As far as source impedance how do I know what that is? Does it have to do with the size (gauge) of wire feeding the rectifier? I can and will use a large supply, probably #4 copper.

 

hi W,
Using 3 off 18000uF , ESR 13m in parallel, this is what LTS outputs.
E

 

Thanks.

So getting better but still too high for those caps. Perhaps I will try that simulator and see if I can come up with some combination that will work for me.

Also as I understand the reason for the current rating is because the ripple heats up the cap shortening its life. How reasonable would it be to put those 3 caps on a large heat sink and running them at that current level?

 

I just noticed the 3 caps give a current value of about 1/3rd of the single one. I guess thats kindof what you would expect, they are sharing the amperage being that they are in parallel. So Id say its pretty safe to assume 4 of those would get me down to the "safe" level but still probably at their max rating. That's getting a bit expensive but still probably worth the expense for what I want to do.
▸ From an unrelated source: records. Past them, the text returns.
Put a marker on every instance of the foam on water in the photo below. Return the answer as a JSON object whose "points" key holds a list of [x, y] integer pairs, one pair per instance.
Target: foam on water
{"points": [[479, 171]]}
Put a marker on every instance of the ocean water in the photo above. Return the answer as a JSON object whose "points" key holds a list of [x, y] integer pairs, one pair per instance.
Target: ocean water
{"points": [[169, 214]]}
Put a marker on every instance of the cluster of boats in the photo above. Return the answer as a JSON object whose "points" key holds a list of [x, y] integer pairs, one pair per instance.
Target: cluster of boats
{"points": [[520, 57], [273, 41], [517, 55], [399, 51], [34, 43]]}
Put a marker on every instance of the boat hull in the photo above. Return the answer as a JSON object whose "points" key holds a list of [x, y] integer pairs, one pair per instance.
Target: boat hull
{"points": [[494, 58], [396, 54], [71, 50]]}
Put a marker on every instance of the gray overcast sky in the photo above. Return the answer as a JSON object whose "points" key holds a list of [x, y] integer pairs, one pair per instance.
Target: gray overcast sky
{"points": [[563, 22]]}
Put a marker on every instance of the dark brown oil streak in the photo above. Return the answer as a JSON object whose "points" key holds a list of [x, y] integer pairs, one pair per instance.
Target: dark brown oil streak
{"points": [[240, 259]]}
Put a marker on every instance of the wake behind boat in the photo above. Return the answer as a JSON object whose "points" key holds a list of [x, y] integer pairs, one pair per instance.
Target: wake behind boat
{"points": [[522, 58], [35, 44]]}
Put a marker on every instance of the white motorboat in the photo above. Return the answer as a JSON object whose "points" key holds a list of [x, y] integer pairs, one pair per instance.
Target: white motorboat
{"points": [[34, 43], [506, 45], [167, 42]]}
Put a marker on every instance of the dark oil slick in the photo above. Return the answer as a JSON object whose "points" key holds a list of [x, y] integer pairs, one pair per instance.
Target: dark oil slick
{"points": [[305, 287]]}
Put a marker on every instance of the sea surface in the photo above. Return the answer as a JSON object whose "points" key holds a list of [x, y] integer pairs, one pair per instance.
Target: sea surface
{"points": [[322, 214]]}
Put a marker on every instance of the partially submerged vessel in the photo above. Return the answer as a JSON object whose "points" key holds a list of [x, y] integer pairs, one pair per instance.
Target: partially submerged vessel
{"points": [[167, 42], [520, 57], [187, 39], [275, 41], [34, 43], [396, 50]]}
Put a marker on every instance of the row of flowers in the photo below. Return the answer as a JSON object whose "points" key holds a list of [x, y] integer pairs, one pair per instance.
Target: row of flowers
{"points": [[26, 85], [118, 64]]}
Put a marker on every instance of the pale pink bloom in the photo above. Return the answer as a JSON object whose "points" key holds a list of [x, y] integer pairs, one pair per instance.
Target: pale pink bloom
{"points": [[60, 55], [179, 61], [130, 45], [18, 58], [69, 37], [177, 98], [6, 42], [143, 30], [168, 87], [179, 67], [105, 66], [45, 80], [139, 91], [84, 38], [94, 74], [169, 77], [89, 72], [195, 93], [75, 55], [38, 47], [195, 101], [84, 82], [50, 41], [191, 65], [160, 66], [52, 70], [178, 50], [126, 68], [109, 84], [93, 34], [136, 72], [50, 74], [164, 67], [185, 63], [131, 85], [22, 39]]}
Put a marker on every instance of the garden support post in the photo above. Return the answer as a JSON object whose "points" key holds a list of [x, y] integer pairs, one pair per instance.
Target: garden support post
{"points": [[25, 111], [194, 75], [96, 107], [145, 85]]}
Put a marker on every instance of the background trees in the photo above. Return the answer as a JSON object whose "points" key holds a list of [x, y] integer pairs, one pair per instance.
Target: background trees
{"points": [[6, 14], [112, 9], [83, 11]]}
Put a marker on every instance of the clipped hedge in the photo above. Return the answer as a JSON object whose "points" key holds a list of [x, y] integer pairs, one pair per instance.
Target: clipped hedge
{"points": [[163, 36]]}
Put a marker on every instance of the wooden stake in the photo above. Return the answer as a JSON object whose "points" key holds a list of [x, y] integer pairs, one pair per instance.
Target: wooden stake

Thank you all for the help

 

hi Will,
What is the actual application for this circuit.?
I see that you refer to a 3 phase conversion to 1 phase.
E

 

Eric,

Its for a 3 phase inverter welding machine that I want to run on single phase. I started a thread about it but didn't get any answers on the caps which was my main question / concern. The machine powers up on single phase but I have no way of really testing its output because it requires an additional wire feed/control unit(no controls on the actual power source). The manual mentions reduced capacity on single phase but I cant get a straight answer from the manufacturer(lincoln electric) on how it will run. On this machine the first thing it does is rectify the incoming line power. That's why I see no reason it wouldnt run on single phase. The only real difference then would be the large ripple from single vs 3 phase hence the big caps. Perhaps it would be fine without it but I wanted to know what it would take to smooth that dc output before I bought the wirefeed/ control unit.

Other then that the incoming ac lines are taped and run to a control board. Presumably its so the machine can sense the incoming line voltage. A cheap vfd from amazon should take care of tricking the machine into seeing 3 phase input. Again it may not even be required.